Natürlich kriegt das Corvette-Flaggschiff auch eine Reihe aerodynamischer Verbesserungen. Man hat die Wahl zwischen zwei Paketen mit einem kleineren und einem größeren, einstellbaren Flügel. Wenn die maximale Höchstgeschwindigkeit von knapp 340 km/h ein Thema ist, muss das serienmäßige "Low Wing"-Paket montiert sein. Schon hier gibt es bis zu 70 Prozent mehr Abtrieb als bei der Z06.
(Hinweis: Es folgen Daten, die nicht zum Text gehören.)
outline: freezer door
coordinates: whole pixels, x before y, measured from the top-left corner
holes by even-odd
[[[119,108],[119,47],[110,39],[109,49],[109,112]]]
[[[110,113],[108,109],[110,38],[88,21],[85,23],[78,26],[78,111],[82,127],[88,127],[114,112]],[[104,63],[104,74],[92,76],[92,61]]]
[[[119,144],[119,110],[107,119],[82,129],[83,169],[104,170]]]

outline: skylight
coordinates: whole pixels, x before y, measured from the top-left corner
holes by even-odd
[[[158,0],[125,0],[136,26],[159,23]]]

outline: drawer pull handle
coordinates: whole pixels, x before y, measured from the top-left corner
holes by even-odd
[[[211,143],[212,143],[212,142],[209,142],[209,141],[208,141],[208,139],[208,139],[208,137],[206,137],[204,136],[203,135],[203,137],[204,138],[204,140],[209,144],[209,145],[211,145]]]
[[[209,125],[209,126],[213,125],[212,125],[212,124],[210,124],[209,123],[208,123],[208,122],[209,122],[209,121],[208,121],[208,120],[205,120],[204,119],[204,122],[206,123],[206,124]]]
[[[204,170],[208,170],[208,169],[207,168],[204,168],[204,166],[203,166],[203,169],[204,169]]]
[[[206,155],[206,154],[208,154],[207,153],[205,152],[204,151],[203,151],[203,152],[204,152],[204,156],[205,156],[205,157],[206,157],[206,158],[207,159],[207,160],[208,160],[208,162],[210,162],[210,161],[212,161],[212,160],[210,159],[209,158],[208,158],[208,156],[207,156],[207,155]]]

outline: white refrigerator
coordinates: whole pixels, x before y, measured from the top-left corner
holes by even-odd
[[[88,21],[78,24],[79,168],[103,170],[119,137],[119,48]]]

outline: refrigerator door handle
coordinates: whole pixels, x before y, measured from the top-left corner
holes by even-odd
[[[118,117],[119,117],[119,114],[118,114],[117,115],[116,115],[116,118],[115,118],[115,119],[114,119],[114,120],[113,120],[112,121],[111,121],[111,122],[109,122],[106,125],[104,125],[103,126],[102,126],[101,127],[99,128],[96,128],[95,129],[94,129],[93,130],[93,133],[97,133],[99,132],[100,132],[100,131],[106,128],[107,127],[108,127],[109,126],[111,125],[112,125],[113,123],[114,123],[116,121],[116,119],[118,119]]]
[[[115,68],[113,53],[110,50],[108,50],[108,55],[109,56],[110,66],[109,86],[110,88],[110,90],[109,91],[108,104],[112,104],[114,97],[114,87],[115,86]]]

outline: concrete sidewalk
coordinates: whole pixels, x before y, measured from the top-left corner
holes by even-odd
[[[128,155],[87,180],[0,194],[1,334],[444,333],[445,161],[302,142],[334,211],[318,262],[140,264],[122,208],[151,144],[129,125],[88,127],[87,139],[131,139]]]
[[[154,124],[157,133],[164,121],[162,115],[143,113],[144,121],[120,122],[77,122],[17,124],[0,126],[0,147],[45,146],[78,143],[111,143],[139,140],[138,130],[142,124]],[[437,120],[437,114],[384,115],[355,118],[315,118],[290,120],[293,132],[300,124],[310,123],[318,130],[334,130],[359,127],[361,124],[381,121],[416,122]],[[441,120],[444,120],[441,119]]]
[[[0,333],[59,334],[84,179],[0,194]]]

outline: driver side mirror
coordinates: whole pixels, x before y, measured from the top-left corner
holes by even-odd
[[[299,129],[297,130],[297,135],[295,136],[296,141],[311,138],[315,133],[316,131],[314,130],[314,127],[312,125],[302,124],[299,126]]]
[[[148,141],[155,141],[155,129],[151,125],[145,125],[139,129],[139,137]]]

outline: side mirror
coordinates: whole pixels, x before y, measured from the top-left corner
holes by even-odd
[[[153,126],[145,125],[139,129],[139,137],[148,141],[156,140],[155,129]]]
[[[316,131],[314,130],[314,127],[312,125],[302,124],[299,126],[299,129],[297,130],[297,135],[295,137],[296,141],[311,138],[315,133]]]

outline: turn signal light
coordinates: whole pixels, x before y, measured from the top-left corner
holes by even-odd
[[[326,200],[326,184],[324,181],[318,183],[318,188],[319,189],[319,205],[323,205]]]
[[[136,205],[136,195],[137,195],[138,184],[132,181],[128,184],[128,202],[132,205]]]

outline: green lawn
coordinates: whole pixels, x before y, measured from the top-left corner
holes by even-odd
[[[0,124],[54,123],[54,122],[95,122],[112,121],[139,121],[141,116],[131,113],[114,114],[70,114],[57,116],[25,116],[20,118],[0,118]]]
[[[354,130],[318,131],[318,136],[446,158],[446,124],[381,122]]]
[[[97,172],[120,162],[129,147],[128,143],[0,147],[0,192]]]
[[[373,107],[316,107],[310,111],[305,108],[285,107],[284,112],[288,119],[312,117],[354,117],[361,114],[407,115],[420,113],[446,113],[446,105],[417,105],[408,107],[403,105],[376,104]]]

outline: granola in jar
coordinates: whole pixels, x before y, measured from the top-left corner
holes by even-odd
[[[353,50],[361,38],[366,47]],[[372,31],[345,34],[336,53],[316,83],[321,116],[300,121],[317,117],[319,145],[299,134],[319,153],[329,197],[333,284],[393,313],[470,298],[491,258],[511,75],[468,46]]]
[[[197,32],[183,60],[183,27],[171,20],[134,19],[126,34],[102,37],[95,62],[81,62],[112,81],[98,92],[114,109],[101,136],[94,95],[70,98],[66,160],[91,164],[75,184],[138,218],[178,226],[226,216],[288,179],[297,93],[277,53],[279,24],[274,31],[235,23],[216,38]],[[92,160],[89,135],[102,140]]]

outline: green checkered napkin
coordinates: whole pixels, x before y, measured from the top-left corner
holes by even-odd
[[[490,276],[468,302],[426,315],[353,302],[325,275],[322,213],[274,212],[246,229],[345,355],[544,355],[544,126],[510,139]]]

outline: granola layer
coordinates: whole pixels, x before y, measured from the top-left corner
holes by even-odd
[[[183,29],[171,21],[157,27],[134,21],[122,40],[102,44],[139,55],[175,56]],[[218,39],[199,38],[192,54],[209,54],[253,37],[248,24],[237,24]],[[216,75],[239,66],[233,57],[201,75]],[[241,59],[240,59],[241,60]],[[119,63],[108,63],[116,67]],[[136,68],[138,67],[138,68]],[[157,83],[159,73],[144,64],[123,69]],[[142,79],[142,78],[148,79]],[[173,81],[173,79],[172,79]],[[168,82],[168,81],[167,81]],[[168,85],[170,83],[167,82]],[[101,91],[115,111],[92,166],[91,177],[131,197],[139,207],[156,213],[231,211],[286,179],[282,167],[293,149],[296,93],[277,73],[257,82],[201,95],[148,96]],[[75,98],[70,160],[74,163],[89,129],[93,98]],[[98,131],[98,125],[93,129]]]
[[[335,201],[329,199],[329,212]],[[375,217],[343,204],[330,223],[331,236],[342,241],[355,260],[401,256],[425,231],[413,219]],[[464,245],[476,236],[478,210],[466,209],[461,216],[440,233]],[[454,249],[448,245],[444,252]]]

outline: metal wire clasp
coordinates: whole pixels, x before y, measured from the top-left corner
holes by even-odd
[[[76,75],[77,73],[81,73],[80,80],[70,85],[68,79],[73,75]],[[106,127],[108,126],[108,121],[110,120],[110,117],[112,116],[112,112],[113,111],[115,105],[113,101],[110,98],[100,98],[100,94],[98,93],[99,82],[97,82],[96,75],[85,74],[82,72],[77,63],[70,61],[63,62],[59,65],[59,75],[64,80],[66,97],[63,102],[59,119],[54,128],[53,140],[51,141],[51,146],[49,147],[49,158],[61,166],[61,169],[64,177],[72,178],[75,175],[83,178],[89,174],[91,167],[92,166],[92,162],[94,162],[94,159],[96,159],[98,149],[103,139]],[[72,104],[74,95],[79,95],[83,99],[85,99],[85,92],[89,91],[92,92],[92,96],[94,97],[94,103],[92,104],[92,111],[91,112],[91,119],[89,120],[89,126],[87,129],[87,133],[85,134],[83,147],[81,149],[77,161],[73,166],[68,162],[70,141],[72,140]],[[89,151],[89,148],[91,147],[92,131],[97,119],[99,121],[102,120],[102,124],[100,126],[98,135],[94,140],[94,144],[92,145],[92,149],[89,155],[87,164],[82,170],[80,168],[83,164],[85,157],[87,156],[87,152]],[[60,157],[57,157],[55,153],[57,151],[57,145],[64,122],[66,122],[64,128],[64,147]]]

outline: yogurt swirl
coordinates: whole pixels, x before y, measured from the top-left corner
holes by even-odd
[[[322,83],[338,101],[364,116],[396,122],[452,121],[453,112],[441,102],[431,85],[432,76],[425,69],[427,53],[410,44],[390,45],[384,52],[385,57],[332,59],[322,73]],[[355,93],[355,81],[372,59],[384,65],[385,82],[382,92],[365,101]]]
Wenn es euch jedoch nach richtig ordentlich Abtrieb lüstet (und zwar bis zu 431 Kilogramm), dann solltet ihr in das "High Wing"-Setup investieren. Mit dabei sind dann außerdem ein Frontsplitter, ein adaptives Fahrwerk und Michelin-Pilot-Sport-Cup-2-Gummis.

Wer noch tiefer in die Tasche greifen will, kann das neue "Sebring Orange Design"-Paket bestellen. Es stattet die ZR1 mit orangefarbenen Akzenten und einem Lack namens "Sebring Orange Tintcoat" aus. Immer dabei: Eine noch viel aggressivere Optik als bei der ohnehin schon reichlich aggressiven normalen C7 sowie jede Menge kleine Carbon-Teilchen an allen Ecken und Enden des Autos.

Im Innenraum setzt sich das Farbschema dann an den Gurten und den Polsternähten fort. Eine bronzefarbene Aluminiumleiste gibt es ebenfalls. Trotz des ziemlich liberalen Umgans mit Kohlefaser ist die ZR1 tatsächlich 27 Kilo schwerer geworden. Sie wiegt nun 1.655 Kilo. Aber bei all der Power sollte das ein eher kleines Problem darstellen.

Im Frühjahr 2018 soll die ZR1 auf den US-Markt kommen. Zu einer europäischen Markteinführung äußert sich Chevy noch nicht. Und auch zum Preis lässt der Hersteller noch keine Informationen durchsickern. Eine Corvette Z06 mit "nur" 659 PS kostet hierzulande mindestens 119.700 Euro. Die ZR1 wird bestimmt nicht günstiger werden. Viel entscheidender ist aber: Ist die neue ZR1 endlich in der Lage, Europas Beste zu schlagen? Damit meinen wir natürlich den Porsche GT2 RS und seine heroische Ring-Performance. Nun, zumindest wurde die ZR1 zuletzt auffallend häufig bei Tests auf der Nordschleife erwischt.